At week 24, results for the 6-minute walk test had improved by over 40 m in the intervention group and declined by 1.4 m in the placebo group (P < 0.001).

Significant improvements were also seen for pulmonary vascular resistance, NT-proBNP, WHO-FC category, time to clinical worsening or death, as well as a range of patient-reported metrics in the PAH SYMPACT score.

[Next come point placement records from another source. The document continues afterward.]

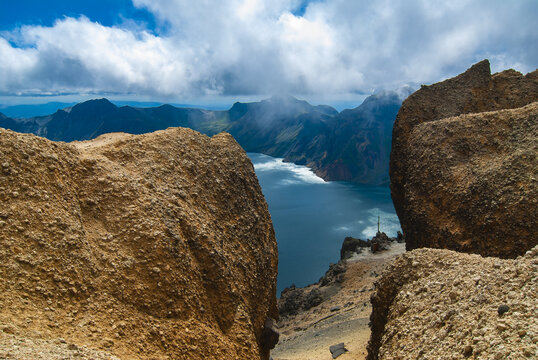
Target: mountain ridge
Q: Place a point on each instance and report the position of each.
(351, 145)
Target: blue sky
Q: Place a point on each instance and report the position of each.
(205, 51)
(34, 12)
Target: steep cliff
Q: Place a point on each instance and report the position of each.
(353, 145)
(423, 307)
(463, 163)
(151, 246)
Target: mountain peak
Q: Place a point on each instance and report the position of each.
(94, 107)
(282, 98)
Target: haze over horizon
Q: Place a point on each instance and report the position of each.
(218, 52)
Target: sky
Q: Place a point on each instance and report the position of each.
(184, 51)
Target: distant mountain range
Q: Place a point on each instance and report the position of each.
(353, 145)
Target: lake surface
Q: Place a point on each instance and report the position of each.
(312, 217)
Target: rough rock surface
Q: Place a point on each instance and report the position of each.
(469, 182)
(424, 308)
(152, 246)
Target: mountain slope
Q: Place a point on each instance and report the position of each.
(353, 145)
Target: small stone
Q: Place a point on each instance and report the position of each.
(503, 309)
(468, 351)
(337, 350)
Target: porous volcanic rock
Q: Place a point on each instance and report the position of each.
(151, 246)
(423, 307)
(464, 165)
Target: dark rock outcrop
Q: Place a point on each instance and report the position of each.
(463, 163)
(379, 242)
(150, 246)
(423, 307)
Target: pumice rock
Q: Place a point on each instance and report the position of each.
(463, 163)
(423, 307)
(151, 246)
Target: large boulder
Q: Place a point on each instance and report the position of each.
(423, 307)
(151, 246)
(463, 163)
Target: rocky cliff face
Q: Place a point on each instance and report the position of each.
(353, 145)
(424, 308)
(152, 246)
(463, 163)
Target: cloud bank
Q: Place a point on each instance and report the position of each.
(262, 47)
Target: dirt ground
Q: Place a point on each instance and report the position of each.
(308, 335)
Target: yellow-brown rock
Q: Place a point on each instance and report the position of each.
(441, 304)
(464, 165)
(153, 246)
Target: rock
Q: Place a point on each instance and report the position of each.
(334, 274)
(189, 276)
(337, 350)
(292, 300)
(270, 336)
(503, 309)
(379, 242)
(423, 302)
(463, 163)
(351, 246)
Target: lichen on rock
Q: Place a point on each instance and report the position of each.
(464, 166)
(156, 245)
(440, 304)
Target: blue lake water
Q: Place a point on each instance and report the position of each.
(312, 217)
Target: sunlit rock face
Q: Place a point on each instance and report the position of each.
(149, 246)
(463, 163)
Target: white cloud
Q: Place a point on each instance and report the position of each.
(238, 47)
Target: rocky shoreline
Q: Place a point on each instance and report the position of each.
(336, 309)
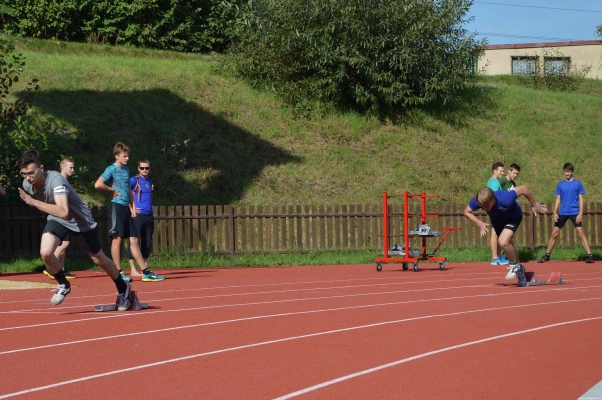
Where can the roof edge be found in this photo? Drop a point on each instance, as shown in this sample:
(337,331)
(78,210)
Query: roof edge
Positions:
(544,44)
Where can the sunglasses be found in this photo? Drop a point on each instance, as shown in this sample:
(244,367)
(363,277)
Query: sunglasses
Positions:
(29,174)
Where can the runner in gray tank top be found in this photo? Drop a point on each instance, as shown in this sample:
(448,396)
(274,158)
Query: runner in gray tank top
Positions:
(68,214)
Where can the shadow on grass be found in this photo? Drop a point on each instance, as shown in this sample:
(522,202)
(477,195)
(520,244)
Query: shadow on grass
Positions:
(472,102)
(197,157)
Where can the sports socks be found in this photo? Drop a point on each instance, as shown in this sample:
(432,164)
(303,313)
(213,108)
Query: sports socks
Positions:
(61,279)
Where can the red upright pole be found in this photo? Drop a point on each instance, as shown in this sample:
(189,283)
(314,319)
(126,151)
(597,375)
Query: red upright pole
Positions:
(406,224)
(385,225)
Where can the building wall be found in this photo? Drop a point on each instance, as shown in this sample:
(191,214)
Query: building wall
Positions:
(498,58)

Nearly 40% of sotatercept-treated patients, as compared with 10% of placebo-treated subjects, achieved an increase in a multicomponent endpoint that included 6-minute walk distance (increase of ≥ 30 m); improvement in NT-proBNP level (decrease of ≥ 30%) or maintenance/achievement of NTproBNP level < 300 pg/mL; and improvement in WHO-FC (a shift from class III to II or I, or from II to I) or maintenance in class II. The only domain that saw no improvement was cognitive/emotional scores, but according to Hoeper, these scores had been “normal” at baseline, so improvement wasn’t anticipated.

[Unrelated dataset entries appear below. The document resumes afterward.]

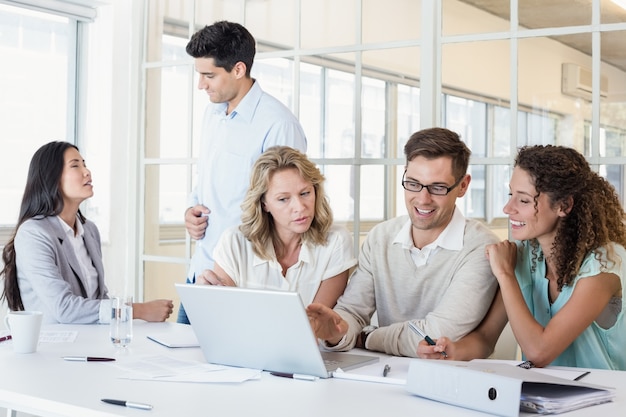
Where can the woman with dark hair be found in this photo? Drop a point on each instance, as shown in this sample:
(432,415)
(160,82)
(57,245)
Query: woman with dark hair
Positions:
(287,240)
(53,262)
(562,280)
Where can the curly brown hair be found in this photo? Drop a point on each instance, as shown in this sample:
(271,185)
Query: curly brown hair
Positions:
(596,217)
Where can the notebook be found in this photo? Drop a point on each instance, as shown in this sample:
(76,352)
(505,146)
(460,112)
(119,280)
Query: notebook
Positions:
(259,329)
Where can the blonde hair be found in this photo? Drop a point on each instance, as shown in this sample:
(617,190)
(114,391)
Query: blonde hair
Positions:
(257,224)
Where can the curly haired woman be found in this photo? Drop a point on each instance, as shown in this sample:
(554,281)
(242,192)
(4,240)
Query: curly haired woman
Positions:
(562,281)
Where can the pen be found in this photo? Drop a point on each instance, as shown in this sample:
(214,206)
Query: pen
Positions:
(87,359)
(427,338)
(294,376)
(127,404)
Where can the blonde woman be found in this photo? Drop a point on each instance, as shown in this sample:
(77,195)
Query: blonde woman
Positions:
(287,240)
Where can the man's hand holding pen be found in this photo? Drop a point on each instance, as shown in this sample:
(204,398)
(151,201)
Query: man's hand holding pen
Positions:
(436,351)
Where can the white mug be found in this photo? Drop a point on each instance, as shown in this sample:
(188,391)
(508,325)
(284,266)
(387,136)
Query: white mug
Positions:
(24,327)
(121,321)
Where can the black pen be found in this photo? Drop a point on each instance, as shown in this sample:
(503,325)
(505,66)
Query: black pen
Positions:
(87,359)
(127,404)
(294,376)
(423,334)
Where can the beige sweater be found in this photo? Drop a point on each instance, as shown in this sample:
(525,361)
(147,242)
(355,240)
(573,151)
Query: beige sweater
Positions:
(448,296)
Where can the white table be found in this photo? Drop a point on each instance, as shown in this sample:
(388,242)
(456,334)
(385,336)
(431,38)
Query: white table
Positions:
(44,384)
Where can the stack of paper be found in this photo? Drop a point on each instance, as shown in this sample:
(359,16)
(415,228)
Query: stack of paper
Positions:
(500,388)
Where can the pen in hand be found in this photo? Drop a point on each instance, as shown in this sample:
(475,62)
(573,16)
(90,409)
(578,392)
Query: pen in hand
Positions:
(423,334)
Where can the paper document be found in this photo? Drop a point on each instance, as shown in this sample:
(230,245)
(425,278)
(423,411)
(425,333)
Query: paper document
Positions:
(177,337)
(502,389)
(164,368)
(397,370)
(571,374)
(51,336)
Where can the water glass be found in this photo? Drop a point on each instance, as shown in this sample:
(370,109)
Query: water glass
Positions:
(121,320)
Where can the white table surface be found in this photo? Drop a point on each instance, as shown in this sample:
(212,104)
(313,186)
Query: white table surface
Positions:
(44,384)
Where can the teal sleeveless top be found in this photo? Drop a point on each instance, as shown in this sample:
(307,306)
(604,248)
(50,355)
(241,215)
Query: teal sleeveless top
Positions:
(596,347)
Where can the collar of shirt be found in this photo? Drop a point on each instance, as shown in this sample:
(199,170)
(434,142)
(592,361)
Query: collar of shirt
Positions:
(246,107)
(450,238)
(69,231)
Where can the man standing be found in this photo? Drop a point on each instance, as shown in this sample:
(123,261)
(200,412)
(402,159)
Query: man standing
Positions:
(241,122)
(428,267)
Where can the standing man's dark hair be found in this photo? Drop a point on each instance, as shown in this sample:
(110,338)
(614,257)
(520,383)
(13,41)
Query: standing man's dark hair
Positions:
(226,42)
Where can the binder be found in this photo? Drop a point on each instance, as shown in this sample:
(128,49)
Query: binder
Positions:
(500,388)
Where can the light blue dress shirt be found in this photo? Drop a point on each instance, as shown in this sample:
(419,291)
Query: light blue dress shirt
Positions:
(230,145)
(595,347)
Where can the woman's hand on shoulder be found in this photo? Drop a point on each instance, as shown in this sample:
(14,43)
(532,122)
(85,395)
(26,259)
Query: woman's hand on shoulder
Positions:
(156,310)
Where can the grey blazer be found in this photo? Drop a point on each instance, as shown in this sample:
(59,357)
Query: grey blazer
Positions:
(49,275)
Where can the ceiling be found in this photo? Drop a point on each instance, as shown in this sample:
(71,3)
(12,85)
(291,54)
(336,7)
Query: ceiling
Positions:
(535,14)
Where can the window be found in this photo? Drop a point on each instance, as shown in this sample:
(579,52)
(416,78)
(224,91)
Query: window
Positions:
(37,104)
(356,88)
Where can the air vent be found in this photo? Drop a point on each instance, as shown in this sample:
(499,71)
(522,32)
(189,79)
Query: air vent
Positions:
(576,82)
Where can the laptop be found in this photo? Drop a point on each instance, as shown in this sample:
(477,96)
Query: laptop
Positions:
(260,329)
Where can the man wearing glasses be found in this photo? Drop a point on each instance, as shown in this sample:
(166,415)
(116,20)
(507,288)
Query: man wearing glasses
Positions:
(428,267)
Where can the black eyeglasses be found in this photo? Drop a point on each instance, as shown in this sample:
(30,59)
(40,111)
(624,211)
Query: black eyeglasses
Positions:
(433,189)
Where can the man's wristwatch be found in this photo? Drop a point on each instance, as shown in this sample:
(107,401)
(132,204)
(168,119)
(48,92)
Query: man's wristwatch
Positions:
(362,337)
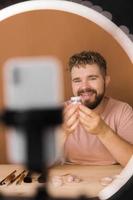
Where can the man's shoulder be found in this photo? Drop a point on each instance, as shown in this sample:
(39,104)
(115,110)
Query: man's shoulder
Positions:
(118,104)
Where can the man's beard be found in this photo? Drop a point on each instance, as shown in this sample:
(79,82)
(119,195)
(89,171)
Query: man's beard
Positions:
(97,100)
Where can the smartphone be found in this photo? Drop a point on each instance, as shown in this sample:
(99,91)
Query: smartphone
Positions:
(32,83)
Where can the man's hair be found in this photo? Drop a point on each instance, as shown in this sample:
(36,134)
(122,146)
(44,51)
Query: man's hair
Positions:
(88,57)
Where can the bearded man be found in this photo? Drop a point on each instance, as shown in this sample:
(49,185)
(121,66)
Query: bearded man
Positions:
(99,130)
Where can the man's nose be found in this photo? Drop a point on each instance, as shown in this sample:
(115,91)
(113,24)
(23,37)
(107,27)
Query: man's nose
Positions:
(85,84)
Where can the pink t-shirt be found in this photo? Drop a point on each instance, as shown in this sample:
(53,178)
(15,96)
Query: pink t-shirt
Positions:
(84,148)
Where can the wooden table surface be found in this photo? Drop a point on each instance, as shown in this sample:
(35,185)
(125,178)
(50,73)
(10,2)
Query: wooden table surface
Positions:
(89,186)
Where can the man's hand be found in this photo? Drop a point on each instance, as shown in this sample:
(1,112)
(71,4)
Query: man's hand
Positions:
(91,121)
(70,118)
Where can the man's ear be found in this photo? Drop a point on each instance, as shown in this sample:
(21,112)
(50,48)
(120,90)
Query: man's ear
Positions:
(107,80)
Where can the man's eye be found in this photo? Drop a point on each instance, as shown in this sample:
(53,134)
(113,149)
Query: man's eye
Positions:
(76,81)
(92,78)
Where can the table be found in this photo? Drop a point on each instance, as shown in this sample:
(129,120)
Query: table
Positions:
(89,186)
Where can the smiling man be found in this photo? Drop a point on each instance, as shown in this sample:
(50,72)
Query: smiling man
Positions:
(99,130)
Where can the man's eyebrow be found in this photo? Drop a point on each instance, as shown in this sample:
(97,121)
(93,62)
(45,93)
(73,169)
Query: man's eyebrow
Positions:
(93,75)
(76,79)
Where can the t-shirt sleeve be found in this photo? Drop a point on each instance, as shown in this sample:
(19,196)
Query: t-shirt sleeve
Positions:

In an exploratory endpoint, he highlighted, “we saw about a 14-mm Hg decline in the mean pulmonary artery pressure, something we’ve never seen before in a drug that’s been used as add-on therapy in PAH.”

Responders and Side Effects

In response to questions from Cooper-DeHoff, Hoeper said that they are still trying to understand whether specific cocktails of drugs might be more likely to increase adverse events, or alternatively, ways of identifying patients who might benefit the most, and whether background therapy might boost that signal.

All of that work still needs to be further elucidated, he said, but his own experience as an investigator, backed up by the study data, is that the small group of “super-responders” who seem to get the best relief from sotatercept also are likely to be the ones to experience side effects. “But it really seems that the vast majority of patients have some response,” Hoeper noted.

There are more studies still underway, said Hoeper, but he predicted: “Once the drug is on the market, I still believe that the combination of an [endothelin receptor antagonist] and a phosphodiesterase-5 inhibitor will be standard up-front therapy, that’s not going to change, but we are not going to wait 9 years before we start this drug.”

Santos-Gallego agreed, saying, “I would start with this drug as soon as possible, because we don’t want our patients to deteriorate,” he said. “The sooner we start treating, the less remodeling they will have and the more we will be able to preserve their quality of life.”

Since the molecule is delivered as a subcutaneous injection every 21 days, it won’t increase the pill burden for patients, a welcome change, he predicted.

Assuming the agent gains swift regulatory approval, he expects sotatercept to make a real difference in patients’ lives, assuming access doesn’t prove insurmountable. “The limitation will not be the patient or the enthusiasm of the doctors, the main limitation will be the payers and insurance management companies,” he predicted. Those aside, he said, “I think that definitely this drug will be very meaningful to patients.”

In an editorial accompanying the NEJM publication, Darren B. Taichman, MD, PhD (University of Pennsylvania, Philadelphia), and colleagues also use the word “impressive” to describe the STELLAR results, but offer a few notes of caution. Since the trial enrolled a stable population, it’s not known whether the drug would deliver the same benefits in higher-risk, sicker, or less-stable patients, or those who have not received previous treatment. The relatively small number of patients with PAH related to connective tissue disease (just 15%) makes it difficult to extrapolate to this group, too.

“Future studies should seek to identify which patients may (or may not) benefit from sotatercept,” they conclude. Still, they write, “the STELLAR trial provides encouraging data for a new direction in therapeutic strategies for pulmonary arterial hypertension, and forces us to ask whether a new treatment era for the disorder has arrived.”